Our "dating" was trips for CT scans and Dr's appointments, and he's driven me to dozens... and he's spent a whole lot of time in multiple ERs with me and helping me through pain when I thought I wasn't going to make it. I've been very grateful, and surprised for his presence in my life. He is a city boy too, originally from Holland, but quickly growing to love country life, and also goats. He had no idea just how easy it is to fall madly in love with these little bundles of cuteness. But he's learning fast. Somehow during all of this, I have ended up with him in my life, supporting me, and his little girl, who has sat beside me while I'm being sick, lied with me in bed when I can't get up and do anything else.
I'm very grateful to have them both in my life.
I've been doing tons of sewing and crafts to keep me occupied as I've been down so much, and earlier in the spring I started attending a flea market which was a lot of fun... but my body couldn't handle it... every Saturday I went it sent me into a flare which caused me to be extra sick for days and the last time I went about three and half weeks ago, I went into a flare I have not come out of at all, even with massive increases in my steroids and all my ER visits, so I haven't been able to go back.

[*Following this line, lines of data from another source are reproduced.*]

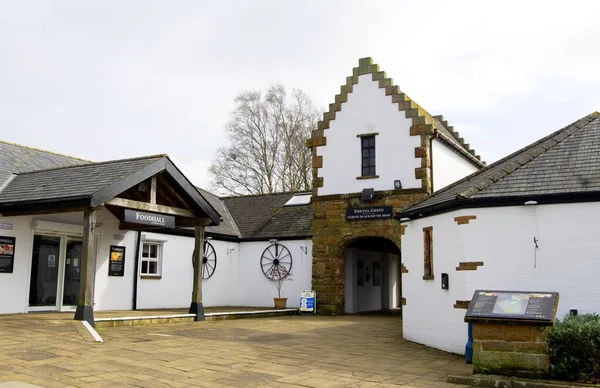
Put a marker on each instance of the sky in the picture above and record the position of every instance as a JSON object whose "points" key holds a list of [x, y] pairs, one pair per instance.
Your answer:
{"points": [[116, 79]]}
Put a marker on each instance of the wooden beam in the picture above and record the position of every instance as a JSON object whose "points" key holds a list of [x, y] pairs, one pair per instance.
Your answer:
{"points": [[85, 303], [153, 190], [150, 207]]}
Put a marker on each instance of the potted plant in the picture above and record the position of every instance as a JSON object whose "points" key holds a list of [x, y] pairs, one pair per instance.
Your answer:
{"points": [[278, 275]]}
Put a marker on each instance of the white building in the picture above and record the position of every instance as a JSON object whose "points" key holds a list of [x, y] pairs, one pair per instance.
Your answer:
{"points": [[528, 222], [138, 265]]}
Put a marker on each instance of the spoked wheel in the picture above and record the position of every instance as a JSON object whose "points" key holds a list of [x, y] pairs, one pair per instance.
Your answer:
{"points": [[209, 260], [276, 262]]}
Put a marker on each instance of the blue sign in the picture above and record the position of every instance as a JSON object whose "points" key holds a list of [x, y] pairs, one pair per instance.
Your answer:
{"points": [[308, 302]]}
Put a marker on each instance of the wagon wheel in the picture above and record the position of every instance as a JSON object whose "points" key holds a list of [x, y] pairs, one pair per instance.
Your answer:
{"points": [[209, 260], [276, 262]]}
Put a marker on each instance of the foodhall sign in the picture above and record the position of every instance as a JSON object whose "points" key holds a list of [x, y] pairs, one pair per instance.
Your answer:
{"points": [[153, 219], [369, 213]]}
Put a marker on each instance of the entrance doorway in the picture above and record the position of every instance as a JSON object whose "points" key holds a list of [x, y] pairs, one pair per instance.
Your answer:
{"points": [[372, 275], [55, 272]]}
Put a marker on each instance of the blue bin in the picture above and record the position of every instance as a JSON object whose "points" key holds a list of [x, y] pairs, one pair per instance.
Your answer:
{"points": [[469, 347]]}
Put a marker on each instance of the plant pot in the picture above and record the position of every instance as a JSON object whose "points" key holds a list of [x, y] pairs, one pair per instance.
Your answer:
{"points": [[280, 303]]}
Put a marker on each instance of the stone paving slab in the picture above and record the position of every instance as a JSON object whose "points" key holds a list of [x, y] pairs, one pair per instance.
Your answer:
{"points": [[292, 351]]}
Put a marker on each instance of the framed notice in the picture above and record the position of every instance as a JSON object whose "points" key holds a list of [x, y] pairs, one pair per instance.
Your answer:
{"points": [[513, 305], [7, 254], [116, 266]]}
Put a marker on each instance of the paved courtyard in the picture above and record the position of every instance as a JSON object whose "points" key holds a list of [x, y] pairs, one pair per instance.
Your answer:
{"points": [[348, 351]]}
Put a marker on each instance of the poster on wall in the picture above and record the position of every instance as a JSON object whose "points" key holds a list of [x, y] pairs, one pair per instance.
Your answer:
{"points": [[117, 261], [7, 254]]}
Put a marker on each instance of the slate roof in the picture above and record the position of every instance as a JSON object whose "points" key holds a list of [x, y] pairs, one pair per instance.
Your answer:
{"points": [[566, 162], [72, 181], [264, 216], [227, 227], [16, 158]]}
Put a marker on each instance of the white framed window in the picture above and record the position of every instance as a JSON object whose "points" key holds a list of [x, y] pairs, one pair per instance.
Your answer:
{"points": [[151, 262]]}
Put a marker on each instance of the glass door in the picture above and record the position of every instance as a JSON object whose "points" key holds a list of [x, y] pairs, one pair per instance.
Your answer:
{"points": [[72, 272], [43, 287]]}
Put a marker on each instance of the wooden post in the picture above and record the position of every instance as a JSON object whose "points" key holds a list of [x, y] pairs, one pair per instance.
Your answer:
{"points": [[196, 306], [85, 304]]}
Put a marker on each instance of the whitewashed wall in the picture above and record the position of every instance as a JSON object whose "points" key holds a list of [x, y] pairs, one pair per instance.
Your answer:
{"points": [[448, 166], [110, 292], [237, 281], [567, 261], [257, 290], [368, 110]]}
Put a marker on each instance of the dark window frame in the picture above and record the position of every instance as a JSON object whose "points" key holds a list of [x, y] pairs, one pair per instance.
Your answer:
{"points": [[368, 156]]}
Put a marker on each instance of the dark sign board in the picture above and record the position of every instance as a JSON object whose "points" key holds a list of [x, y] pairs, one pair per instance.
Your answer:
{"points": [[153, 219], [369, 213], [526, 305], [7, 254], [117, 261]]}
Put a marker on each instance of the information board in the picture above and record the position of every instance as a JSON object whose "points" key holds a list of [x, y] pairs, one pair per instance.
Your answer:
{"points": [[308, 301], [7, 254], [117, 261], [527, 305], [369, 213]]}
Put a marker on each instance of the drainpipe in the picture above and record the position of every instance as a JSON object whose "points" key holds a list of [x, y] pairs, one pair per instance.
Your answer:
{"points": [[431, 139], [137, 265]]}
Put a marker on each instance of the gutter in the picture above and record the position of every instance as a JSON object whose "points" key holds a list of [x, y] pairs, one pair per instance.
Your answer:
{"points": [[135, 272], [457, 204]]}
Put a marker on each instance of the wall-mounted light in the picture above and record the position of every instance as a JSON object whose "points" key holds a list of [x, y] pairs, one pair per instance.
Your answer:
{"points": [[368, 195]]}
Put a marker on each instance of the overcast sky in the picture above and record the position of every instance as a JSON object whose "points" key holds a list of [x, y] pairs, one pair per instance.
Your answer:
{"points": [[115, 79]]}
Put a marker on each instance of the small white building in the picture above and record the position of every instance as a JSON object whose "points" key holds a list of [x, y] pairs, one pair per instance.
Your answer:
{"points": [[528, 222], [144, 262]]}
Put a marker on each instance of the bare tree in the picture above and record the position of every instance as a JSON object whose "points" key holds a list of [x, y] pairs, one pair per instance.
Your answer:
{"points": [[267, 152]]}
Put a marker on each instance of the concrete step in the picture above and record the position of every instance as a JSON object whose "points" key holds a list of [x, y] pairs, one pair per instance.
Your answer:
{"points": [[179, 318]]}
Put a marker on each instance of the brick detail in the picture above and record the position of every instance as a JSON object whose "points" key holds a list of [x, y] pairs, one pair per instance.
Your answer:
{"points": [[462, 304], [469, 265], [423, 124], [332, 233], [517, 350], [317, 161], [421, 152], [403, 229], [461, 220]]}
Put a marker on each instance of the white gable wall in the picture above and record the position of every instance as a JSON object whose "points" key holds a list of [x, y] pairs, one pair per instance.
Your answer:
{"points": [[368, 110], [567, 261], [448, 165]]}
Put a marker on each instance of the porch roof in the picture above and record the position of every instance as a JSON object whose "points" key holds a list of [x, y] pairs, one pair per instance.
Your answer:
{"points": [[93, 184]]}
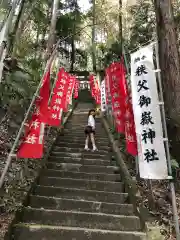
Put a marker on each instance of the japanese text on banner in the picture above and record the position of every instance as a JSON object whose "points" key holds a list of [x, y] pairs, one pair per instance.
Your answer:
{"points": [[58, 99], [103, 96], [116, 87], [151, 151]]}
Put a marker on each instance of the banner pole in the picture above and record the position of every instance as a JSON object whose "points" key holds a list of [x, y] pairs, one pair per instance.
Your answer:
{"points": [[11, 154], [128, 77], [172, 187]]}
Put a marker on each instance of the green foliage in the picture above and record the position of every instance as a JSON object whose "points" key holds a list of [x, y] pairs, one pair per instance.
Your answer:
{"points": [[174, 166], [16, 89]]}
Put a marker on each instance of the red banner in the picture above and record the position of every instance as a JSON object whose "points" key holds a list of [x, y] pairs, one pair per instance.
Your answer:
{"points": [[116, 90], [32, 145], [130, 134], [92, 85], [33, 142], [58, 99], [43, 99], [107, 85], [76, 89], [71, 84]]}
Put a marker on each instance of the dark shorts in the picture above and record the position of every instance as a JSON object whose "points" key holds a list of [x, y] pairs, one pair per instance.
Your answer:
{"points": [[88, 130]]}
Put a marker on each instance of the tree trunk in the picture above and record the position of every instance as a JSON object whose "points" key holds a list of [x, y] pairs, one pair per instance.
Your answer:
{"points": [[169, 57], [13, 35], [120, 26], [170, 70], [93, 38], [72, 54], [52, 32]]}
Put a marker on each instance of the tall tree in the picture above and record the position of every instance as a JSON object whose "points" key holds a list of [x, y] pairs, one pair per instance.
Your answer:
{"points": [[52, 33], [169, 57]]}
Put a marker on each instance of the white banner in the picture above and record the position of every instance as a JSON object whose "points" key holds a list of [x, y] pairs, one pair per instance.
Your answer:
{"points": [[103, 96], [151, 151], [2, 63]]}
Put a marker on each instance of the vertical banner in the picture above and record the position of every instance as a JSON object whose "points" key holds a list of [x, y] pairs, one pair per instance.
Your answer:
{"points": [[76, 89], [92, 85], [58, 99], [151, 151], [103, 96], [130, 133], [44, 98], [33, 143], [117, 97], [71, 83]]}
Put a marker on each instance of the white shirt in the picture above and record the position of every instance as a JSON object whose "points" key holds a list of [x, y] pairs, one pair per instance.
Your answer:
{"points": [[91, 121]]}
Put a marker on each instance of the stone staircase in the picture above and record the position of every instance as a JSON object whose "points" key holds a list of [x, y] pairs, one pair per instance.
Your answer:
{"points": [[79, 195]]}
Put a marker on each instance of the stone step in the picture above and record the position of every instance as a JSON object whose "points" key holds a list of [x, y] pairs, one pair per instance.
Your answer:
{"points": [[61, 143], [81, 194], [72, 137], [40, 232], [82, 155], [56, 159], [82, 175], [82, 184], [79, 131], [80, 219], [75, 139], [74, 134], [82, 168], [78, 150], [79, 205], [80, 141]]}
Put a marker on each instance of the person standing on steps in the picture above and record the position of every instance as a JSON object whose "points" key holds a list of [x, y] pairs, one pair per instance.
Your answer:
{"points": [[90, 130]]}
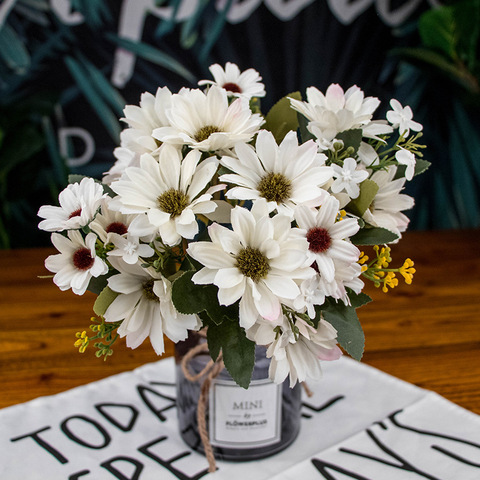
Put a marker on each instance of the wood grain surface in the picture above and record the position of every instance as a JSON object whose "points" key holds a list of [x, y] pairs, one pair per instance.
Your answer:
{"points": [[427, 333]]}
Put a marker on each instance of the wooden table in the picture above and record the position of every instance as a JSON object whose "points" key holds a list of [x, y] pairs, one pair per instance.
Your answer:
{"points": [[427, 333]]}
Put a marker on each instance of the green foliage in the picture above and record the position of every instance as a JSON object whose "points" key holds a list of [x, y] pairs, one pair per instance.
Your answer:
{"points": [[238, 351], [190, 298], [359, 205], [373, 236], [282, 118], [345, 320]]}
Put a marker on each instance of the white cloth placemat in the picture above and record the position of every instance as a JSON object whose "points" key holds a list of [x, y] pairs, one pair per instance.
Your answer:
{"points": [[360, 424]]}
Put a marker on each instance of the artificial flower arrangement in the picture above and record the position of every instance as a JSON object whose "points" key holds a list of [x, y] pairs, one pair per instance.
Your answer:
{"points": [[217, 216]]}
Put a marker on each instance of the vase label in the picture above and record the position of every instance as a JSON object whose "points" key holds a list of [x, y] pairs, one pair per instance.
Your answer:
{"points": [[242, 418]]}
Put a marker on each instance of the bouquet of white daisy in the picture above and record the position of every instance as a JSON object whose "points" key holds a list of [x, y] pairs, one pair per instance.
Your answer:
{"points": [[217, 216]]}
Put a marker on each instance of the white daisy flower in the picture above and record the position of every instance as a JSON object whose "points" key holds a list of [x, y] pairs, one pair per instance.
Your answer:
{"points": [[338, 111], [258, 262], [169, 191], [76, 263], [206, 121], [402, 118], [385, 210], [405, 157], [129, 248], [125, 158], [347, 275], [296, 355], [326, 236], [109, 221], [348, 177], [79, 203], [285, 175], [143, 120], [144, 305], [236, 83]]}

At the farm, we have been continuing to clean up which is a huge job. There has been so much to do, and still is. There was so much we were behind on before (over the past several years) and then since it's been just me, more jobs have fallen behind. There is a lot that needs tending, basic clean up but also painting, and things around the house that have all fallen to me. They will get done though, I know, as time and money allows.
And so, the story continues, and there is life here, at Our Forest Haven....
and slowly, I am switching from just surviving, and just living in survival mode...
To actually living again.
It's time.
Comments
It looks like God has already sent you couple of Angels to comfort you in the meantime. You hang in there and stay as positive as you can.
I'm 65 yrs. old with primary progressive MS being diagnosed in 1999. God has blessed me sooooo much in my years as I'm still able to walk on my on. It is slowing me down but I can always see individuals in more pain and discomfort than I and I'd have to say you are much worse health wise than me, but spiritually you sound to be on high. It is our spirit ya know that holds our lives together and with the help of our Holy Spirit from God our Father we will always stay strong. Again my prayers of healing and strength for you my dear.
I have kept you bookmarked on my computer in hopes you would return. So glad you are back!